[ 
https://issues.apache.org/jira/browse/TIKA-4766?page=com.atlassian.jira.plugin.system.issuetabpanels:all-tabpanel
 ]

Kristian Rickert updated TIKA-4766:
-----------------------------------
    Description: 

Replace the flat {{FetchAndParseReply.fields}} map ({{map<string,string>}}) 
with a typed parse result.

Approach (reshaped from the original {{ParseResponse}} design after review in 
[PR #2916|https://github.com/apache/tika/pull/2916]): a single small 
{{Document}} proto (~200 lines) rather than per-format metadata messages.

* *Content*: a structured markdown block tree -- headings, paragraphs, lists, 
tables, code blocks, inline runs (CommonMark + GFM) -- plus the rendered 
markdown string {{ToMarkdownContentHandler}} already produces (TIKA-4730).
* *Typed common metadata*: title, authors, keywords, languages, 
created/modified as {{Timestamp}}s, page/word/character counts, dimensions, 
rights.
* *Lossless tagged tail*: every remaining metadata key, multivalue-preserving, 
typed only where Tika's own {{Property}} declares a type, string otherwise -- 
never guessed.
* *Embedded documents* recurse as fully typed child {{Document}}s.
* Format specifics live in per-parser {{DocumentTransformer}} code 
({{tika-grpc-mapper}}), never in the wire contract, so metadata churn never 
forces a client rebuild.

Modules: {{tika-grpc-api}} (proto + generated messages + bundled 
{{FileDescriptorSet}}), {{tika-grpc-mapper}}, {{tika-grpc}} integration. 
Breaking change for clients reading {{fields}} (field number reserved).

PR: [https://github.com/apache/tika/pull/2921] (supersedes 
[#2916|https://github.com/apache/tika/pull/2916])
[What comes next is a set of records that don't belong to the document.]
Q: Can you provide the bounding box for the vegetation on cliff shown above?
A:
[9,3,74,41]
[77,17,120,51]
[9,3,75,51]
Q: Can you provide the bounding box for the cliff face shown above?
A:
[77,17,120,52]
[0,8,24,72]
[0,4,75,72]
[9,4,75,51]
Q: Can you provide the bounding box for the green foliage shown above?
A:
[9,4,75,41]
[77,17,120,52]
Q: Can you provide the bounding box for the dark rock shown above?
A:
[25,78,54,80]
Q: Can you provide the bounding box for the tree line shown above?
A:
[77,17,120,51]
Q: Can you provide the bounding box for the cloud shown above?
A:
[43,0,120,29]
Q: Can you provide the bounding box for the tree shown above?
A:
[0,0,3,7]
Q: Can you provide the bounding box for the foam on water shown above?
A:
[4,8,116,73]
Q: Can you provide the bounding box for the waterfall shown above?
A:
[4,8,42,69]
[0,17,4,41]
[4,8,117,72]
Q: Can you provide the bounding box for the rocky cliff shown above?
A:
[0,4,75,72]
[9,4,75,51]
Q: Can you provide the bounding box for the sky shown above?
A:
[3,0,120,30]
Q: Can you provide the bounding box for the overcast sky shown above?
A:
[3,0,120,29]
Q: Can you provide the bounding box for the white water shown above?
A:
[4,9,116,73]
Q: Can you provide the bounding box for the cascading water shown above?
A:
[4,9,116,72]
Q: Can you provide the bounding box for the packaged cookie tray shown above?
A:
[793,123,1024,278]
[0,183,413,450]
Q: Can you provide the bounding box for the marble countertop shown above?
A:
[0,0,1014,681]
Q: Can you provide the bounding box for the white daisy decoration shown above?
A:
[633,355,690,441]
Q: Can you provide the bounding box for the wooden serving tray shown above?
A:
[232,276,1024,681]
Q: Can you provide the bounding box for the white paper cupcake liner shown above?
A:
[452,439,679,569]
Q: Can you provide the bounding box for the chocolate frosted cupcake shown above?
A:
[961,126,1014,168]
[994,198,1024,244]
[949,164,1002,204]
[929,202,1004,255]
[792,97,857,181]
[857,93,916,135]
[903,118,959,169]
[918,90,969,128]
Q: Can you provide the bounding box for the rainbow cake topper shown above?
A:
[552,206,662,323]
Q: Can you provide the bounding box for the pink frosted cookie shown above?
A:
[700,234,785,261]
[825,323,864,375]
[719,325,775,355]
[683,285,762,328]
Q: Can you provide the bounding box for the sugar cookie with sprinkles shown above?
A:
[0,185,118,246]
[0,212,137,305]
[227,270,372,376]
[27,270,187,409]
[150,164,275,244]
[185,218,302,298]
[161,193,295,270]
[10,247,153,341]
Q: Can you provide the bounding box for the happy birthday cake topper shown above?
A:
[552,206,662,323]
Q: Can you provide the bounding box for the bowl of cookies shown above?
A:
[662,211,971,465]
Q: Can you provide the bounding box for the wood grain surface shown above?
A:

Follow-ups will be tracked in separate issues: pluggable external parsers 
(opaque {{Any}} extension results from registered gRPC services), and a 
Markdown input parser.

  was:
h2. Summary

Replace the flat {{FetchAndParseReply.fields}} map ({{{}map<string,string>{}}}) 
with a typed {{org.apache.tika.grpc.v1.ParseResponse}} on 
{{{}FetchAndParseReply.parse_response{}}}.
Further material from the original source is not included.